Hello,

I have succesfully imported Weathercat data from about 7 years. That was 
about year and half ago. I remember, that I didn't have any problems with 
daylight saving. And In Finland we have summer time , which is +1 hour. 

I have data logged in 1 minute intervals, and I used X minutes option in 
import config.

torstai 25. elokuuta 2022 klo 16.54.11 UTC+3 kurand kirjoitti:

> Thanks for confirming what I understood from weeimport.py and 
> weathercatimport.py.
>
> I am using "derived' for the import because I originally configured 
> WeatherCat with Adaptive interval set true so I have data logged at 
> varying  rates from 1 minute all the way up to 30+ minute intervals. 
>
> I think in this case, weathercatimport.py needs to use timezone aware 
> date-time objects during its construction of dateTime else data will become 
> misplaced and DST changes will fail as noted. Once this is accomplished, 
> then something needs to get added to deal with the apparent bug in 
> WeatherCat where transitioning from standard time to daylight saving time 
> in spring causes it to skip an extra hour forward sometimes. It looks to me 
> like this can all be isolated in weathercatimport.py's getRawData function. 
>
> I'm curious to know if anyone else has run into this problem, or if it is 
> something specific to my WeatherCat data. Or perhaps WeatherCat import has 
> been used in anger. 
>
> On Thursday, August 25, 2022 at 11:59:34 AM UTC+1 gjr80 wrote:
>
>> If you are using 'derive' to derive the archive interval from the 
>> imported data then the imported records must be in ascending 
>> timestamp/date-time order. This is because the derived archive interval is 
>> calculated by taking the difference between the timestamp of the current 
>> record and the timestamp of the previous record. If the calculated interval 
>> is negative it indicates the records being imported are not in timestamp 
>> order and the calculated archive interval cannot be trusted. The import 
>> will abort.
>>
>> This should not present a problem at the start of a daylight saving 
>> period where clocks jump forward (though the archive interval would be 
>> incorrectly calculated for the first record after daylight saving begins). 
>> It would certainly cause a problem at the end of a period of daylight 
>> saving where clocks jump back in time.
>>
>> So what to do?

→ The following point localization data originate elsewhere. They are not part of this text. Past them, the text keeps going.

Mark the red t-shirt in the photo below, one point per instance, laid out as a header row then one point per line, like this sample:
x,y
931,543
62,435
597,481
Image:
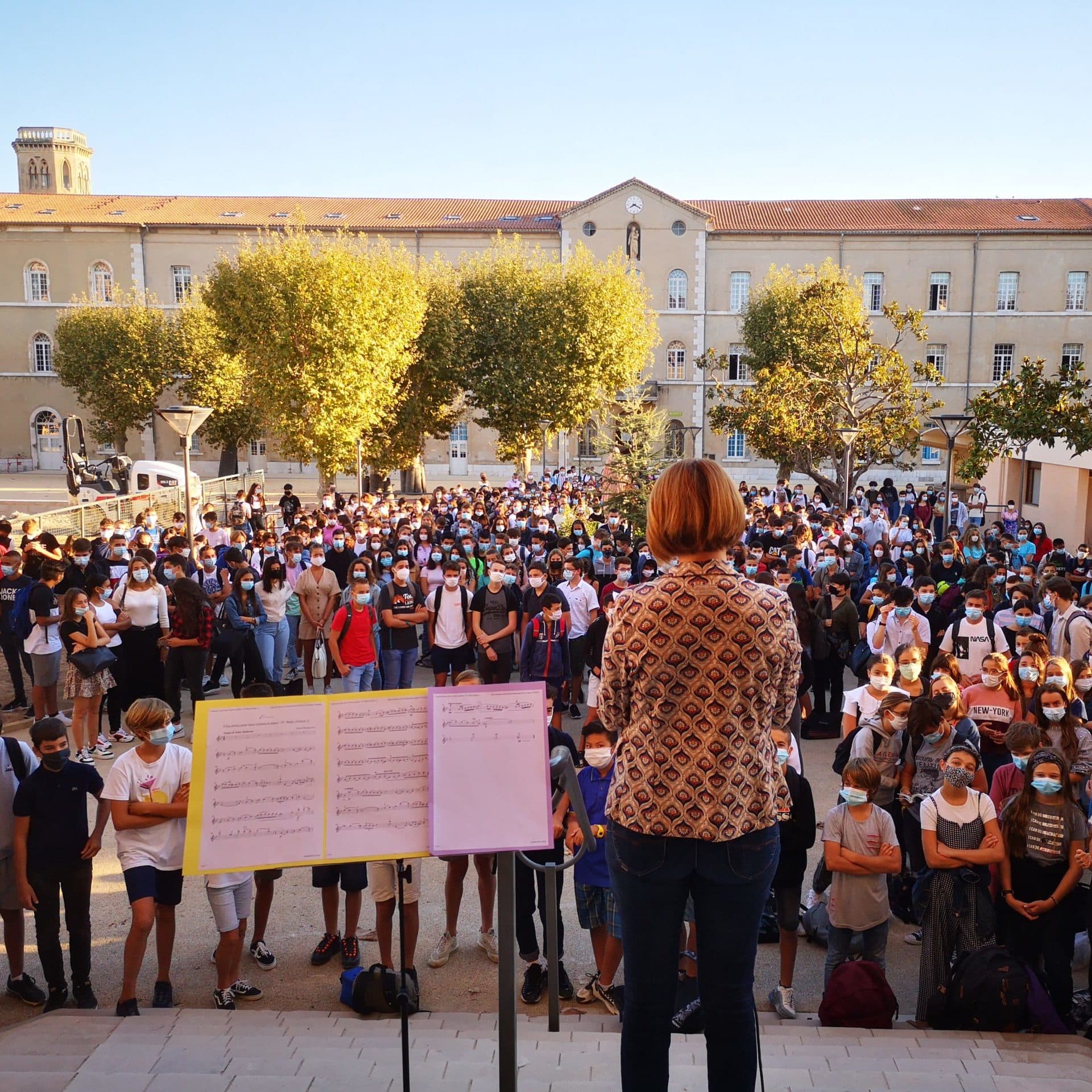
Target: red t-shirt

WeeWX date-time objects are timezone naive 
>> <https://docs.python.org/3/library/datetime.html#aware-and-naive-objects> 
>> so managing daylight saving is near impossible. I would suggest removing 
>> the data to be imported with the duplicate date-times (which set of 
>> duplicates I leave up to you) and re-trying the import. You might also want 
>> to consider using a fixed interval (if your data does indeed have a fixed 
>> interval) rather than deriving it from the data. FWIW, the vantage driver 
>> has a similar issue in that each year when daylight saving ends the driver 
>> receives archive records with duplicate timestamps, in this case the 
>> situation is handled slightly more gracefully in that WeeWX ignores the 
>> duplicate timestamped records with a 'PRIMARY KEY must be unique' error. 
>> wee_import is somewhat less forgiving.
>>
>> Gary
>> On Thursday, 25 August 2022 at 00:45:13 UTC+10 kurand wrote:
>>
>>> Has anyone successfully imported data from WeatherCat for months where 
>>> Daylight Savings Time starts or ends? 
>>>
>>> When I have tried this, I get the following type of error (example for 
>>> Oct-2017):
>>>
>>> Cannot derive 'interval' for record timestamp: 2017-10-29 01:00:00 BST 
>>> (1509235200).
>>>
>>> **** Raw data is not in ascending date time order.
>>>
>>> Looking at the 7 years of data I have logged by WeatherCat, it appears 
>>> that WeatherCat does not really handle DST transitions very well. Data is 
>>> generally logging in local time.
>>>
>>> For spring DST changes (in March for my UK based timezone), it seems 
>>> usually to jump forward by two hours at 0100 going to 0300 rather than just 
>>> one hour as you'd expect. It then tack on an hours worth of data for day 01 
>>> at the end of the month. This gives rise to the above error when the end of 
>>> the month's data is processed. However, for some reason, in my data for 
>>> 2014, it does only jump forward one hour as expected and there was no extra 
>>> data logged at the end of the month. 
>>>
>>> For autumn DST changes (in October in UK timezone), it seems to jump 
>>> back an hour at 0200, so it repeats log entries for hour 0100 again. This 
>>> gives rise to the above error.
>>>
>>> It's all a bit of a mess really; I'm not sure if its just my WeatherCat 
>>> data, or the way I configured it with Adaptive interval set true or 
>>> something else. 
>>>
>>> Does anyone have a fix for this, or do I need to work something out.